I realise that this may be a little different from most of the questions you get on math.stackexchange, so for that I apologize. I also apologize if there's no "one right answer" given the way I've phrased this question.
There's a puzzle in the video game Final Fantasy XIII-2 that is colloquially known as the "Hands of Time" puzzle. It's reasonably easy to solve it algorithmically. Right now I try to "think ahead" and that works well on small puzzles but really falls apart on big ones. I'm wondering if there's a way to describe a number of its properties and give concrete advice to a player so they'd be able to quickly and easily solve a given puzzle without resorting to doing the algorithm in their head. In addition, this is something of a mental exercise for me because I'm neither a mathematician (in high school and University I tolerated it but I've never enjoyed it) nor an algorithms person and I'm curious to observe how others reason about puzzles like this one.
Anyway, here's the puzzle.
You have a list of $N$ numbers that are arranged in a circle. When you "activate" a number at position $n \in N$ (let's call that number $g$ since it's basically an array at position $n$), the "two hands of the clock" (minute hand and hour hand) first point to position $n$ but then "spread out" such that they independently point at position $n-g$ and $n+g$, then the number $g$ disappears (if you go above N or below 1 you would wrap around the list, such that $-1$ actually points to $N$, $-2$ points to $N-2$, and so forth). This means that if you're given a number $n = \frac{N}{2}$ and $N$ is even, the hands both point to the opposite size of the clock. It's customary to have the values $g$ be $g \leq \frac{N}{2}$. If both numbers at $g$ at position $n-g$ and $g$ at position $n+g$ are already activated then you lose. The goal of the puzzle is to activate every number in the list $N$.

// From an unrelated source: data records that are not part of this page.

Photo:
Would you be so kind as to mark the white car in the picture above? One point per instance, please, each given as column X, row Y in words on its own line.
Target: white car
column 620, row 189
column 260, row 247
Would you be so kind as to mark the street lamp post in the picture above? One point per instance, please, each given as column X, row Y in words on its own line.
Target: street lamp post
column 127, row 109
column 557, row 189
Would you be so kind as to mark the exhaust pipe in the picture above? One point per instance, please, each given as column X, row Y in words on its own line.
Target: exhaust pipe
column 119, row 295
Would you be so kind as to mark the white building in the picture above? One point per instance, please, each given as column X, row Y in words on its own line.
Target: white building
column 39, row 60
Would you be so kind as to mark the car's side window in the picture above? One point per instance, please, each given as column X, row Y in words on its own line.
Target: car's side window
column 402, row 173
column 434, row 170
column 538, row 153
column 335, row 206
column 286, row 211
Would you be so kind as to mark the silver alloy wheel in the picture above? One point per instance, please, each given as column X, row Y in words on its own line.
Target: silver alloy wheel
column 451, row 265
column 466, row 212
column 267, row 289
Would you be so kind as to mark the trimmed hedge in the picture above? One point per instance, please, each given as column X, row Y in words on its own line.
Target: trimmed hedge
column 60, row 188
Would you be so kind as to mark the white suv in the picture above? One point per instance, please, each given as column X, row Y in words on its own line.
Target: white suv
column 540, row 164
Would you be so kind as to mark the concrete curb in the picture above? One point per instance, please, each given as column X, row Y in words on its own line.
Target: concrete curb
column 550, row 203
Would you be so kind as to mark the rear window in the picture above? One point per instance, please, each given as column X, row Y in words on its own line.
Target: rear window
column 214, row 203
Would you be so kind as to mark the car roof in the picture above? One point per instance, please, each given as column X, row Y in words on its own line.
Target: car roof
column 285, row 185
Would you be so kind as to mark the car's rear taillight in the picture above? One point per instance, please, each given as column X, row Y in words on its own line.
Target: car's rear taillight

An example may look like this:
2
3 2
1 1
2
You're given free reign to select the starting position. If you select the "2" at the 12 o'clock position, the 2 at the 12 o'clock position disappears and the hands then point 2 away at the 1 and the 1. Then you would select the "left" 1, it would disappear, and the hands would point at 3 and 2; you would select 3 and the hands would point at the opposite 1. You select that 1 (only space you can go to) and the hands would go to the 2 at 6 o'clock and on the upper-right. Selecting either of these 2s ensures that you can select the other one, and you would solve the puzzle. If I gave the positions IDs starting at the top going clockwise, it would be 1-2-3-4-5-6 and the solution to this puzzle would be 1-5-6-3-6-2.
There's an online puzzle creator (and solver) and a related Gaming.Stackexchange discussion. If you look up "Hands of Time Final Fantasy XIII-2" you will get some pictures of what the clock looks like in-game.
If I understand the puzzle correctly, you're describing a directed graph or digraph and are searching for an algorithm to find a Hamiltonian path. It is easy to find lots of general references to that like this example: https://stackoverflow.com/questions/1987183/randomized-algorithm-for-finding-hamiltonian-path-in-a-directed-graph
That's hard in the general case, but it provides a general framework for thinking about it. Now realize you have a special case where every node points to exactly two other nodes (though they may be the same node in the special case of n=N/2). That might allow some much more elegant solution. I'll come back and edit if I think of one. Since what you asked for was a way to describe the properties, I thought it might be valuable to write in even without an elegant solution.